Whether or not they expressly reference benchmark data, shareholder human rights resolutions are on the rise. Kraft Heinz Co. implemented a global human rights policy in response to a 2019 shareholder resolution requesting information on the company’s process for identifying and assessing human rights risks across its operations and supply chain (the resolution was withdrawn when the company agreed to publish a policy and implement a due diligence process). A similar proposal at Microchip Technology Inc. achieved a majority of votes (51.3 percent). Meanwhile, a proposal that would have required Macy’s Inc. to do the same was defeated at the company’s annual shareholder meeting with 35 percent voting in favor and 52 percent against.
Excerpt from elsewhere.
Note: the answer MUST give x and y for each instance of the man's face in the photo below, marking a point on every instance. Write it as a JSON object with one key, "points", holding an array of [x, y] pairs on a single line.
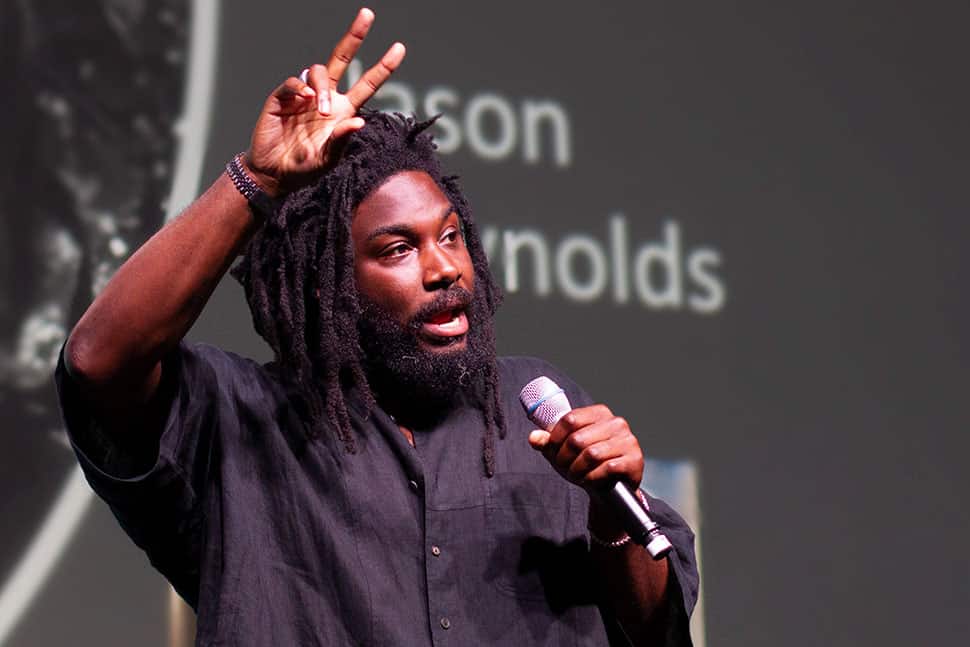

Benchmarks showcase early-stage results to consumers and regulators
Over time, benchmark results can be a tool that differentiates your business from your competitors among clients, customers and other audiences.
To date, there is little evidence that benchmark scores significantly affect consumer purchasing decisions or lead to immediate consumer boycotts. Still, one stated aim of some benchmarks is to influence how consumers approach socially responsible companies, and several of them are exploring ways to improve consumer literacy on these issues.
The CHRB says it has engaged with a number of governments that have expressed interest in, or applied elements of, the CHRB’s methodology in national-level assessments of companies. Within the EU, discussions of EU non-financial reporting and due diligence issues mention the CHRB. Campaigns in certain European countries seek to use an abridged version of the CHRB methodology as evidence of the need for legislation requiring human rights due diligence. CHRB results also may be influencing some government reviews of National Action Plans (NAPs) on business and human rights (government-led strategies designed to help countries fulfill their responsibility to protect against human rights abuses by third parties, including businesses). The CHRB is providing input on a study assessing potential revisions to Germany’s NAP, and the UK has defended its decision to delay its NAP review, in part to allow the CHRB to demonstrate the proof of concept of benchmarks in a mixed-regulatory approach to improving human rights performance. The CHRB argues that without a baseline understanding of corporate implementation of the UNGP, there is little hope of tracking the impact of (or need for) additional regulations, a lesson learned from the lack of oversight of the implementation of the UK MSA.